4. You don’t know where your money is going
Most Canadians can relate to this: you make enough money to hypothetically live way below your means, yet at the end of the month, you feel cash-strapped and desperate for payday. What’s worse is that you have nothing to show for all your spending. No savings, no retirement account, not even an emergency fund.
What’s going on? Simple. You’re suffering from spending amnesia. You spend money on things and experiences you don’t need, then forget about them.
If you’re unaware of how much you’re really spending, a budget can be the reality check you need to get back on track. Once you see how much you’re spending on, say, eating out, you’ll better understand why you’re not saving at the rate you’d like. From there you can slash excessive spending and put more toward your goals.
5. You struggle to save money
Budgets aren’t just for overspenders. They can help under savers, too. In fact, if you find yourself always aiming at the same financial goals — saving for a home, or just having money in a savings account — it’s time to design a budget that helps you finally hit them.
Most people won’t find an extra $500 a month after creating a budget. And that’s okay. Part of creating a budget is seeing where you can make small adjustments. For example, you may spend $550 on groceries, but after digging into your grocery bills, you decide you can cut the frozen dinners, saving you $50. Likewise, you may question if you really need certain nonessential expenses, like streaming services or prime memberships, especially in light of your savings goals. $50 may not seem like a lot, but truthfully — some progress is better than no progress.
When can you go without a budget?
We’re very much pro-budget. But we also understand financial advice isn’t (thankfully) one-size-fits all. Some Canadians might do well without a budget, especially if they do the following:
1. You automate your essential spending
Instead of budgeting essential costs, some Canadians have set up automatic withdrawals from checking accounts. When the paycheque hits the bank, money is automatically taken out to pay for rent or mortgages, utility bills, debt payments, insurance premiums, even savings and retirement contributions. Whatever is left becomes money for other expenses, such as groceries, subscriptions, and dining out.

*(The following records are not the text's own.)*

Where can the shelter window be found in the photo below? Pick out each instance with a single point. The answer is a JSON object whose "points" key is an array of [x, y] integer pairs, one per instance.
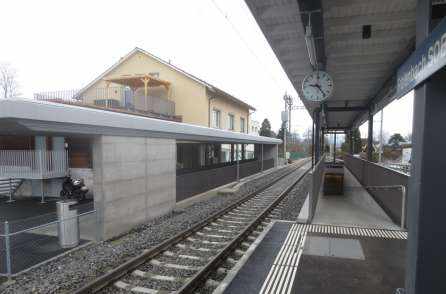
{"points": [[242, 125], [231, 122], [216, 117]]}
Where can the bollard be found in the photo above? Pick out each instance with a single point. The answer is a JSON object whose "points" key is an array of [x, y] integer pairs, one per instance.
{"points": [[8, 250]]}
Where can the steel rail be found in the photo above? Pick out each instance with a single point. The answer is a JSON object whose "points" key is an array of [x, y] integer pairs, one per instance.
{"points": [[200, 278], [111, 276]]}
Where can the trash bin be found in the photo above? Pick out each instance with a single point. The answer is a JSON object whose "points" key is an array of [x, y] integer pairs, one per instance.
{"points": [[68, 228]]}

With this method, you know your essentials are covered. And the money that remains is money you can spend (or save). So long as there’s money in the bank, you don’t have to worry about overspending.
Of course, this method only works if you know for certain you’ll have enough to cover your essentials. Those with a variable income may struggle to automate withdrawals, especially during bad months.
2. You already live below your means
Canadians who are naturally frugal, or who aren’t tempted to spend excessively, may not need to list out every expense to stay on track. In fact, if you’re living below your means, you’re essentially doing what a budget promises to do: spending less than you make. If you’re already doing that, bravo — you’re one of lucky few.
3. You’re saving regularly
Many Canadians find saving money difficult, if not downright impossible, without a budget. But maybe you don’t. If you’re regularly putting money into savings and retirement accounts, a budget might not be necessary.
Do You Really Need a Budget?
The short answer: unless you’re a natural saver or naturally thrifty, you should make a budget. Even if you are frugal by nature, a budget can still help you hit your goals faster. For this reason, most Canadians will do themselves a big favour by budgeting out their expenses and savings goals.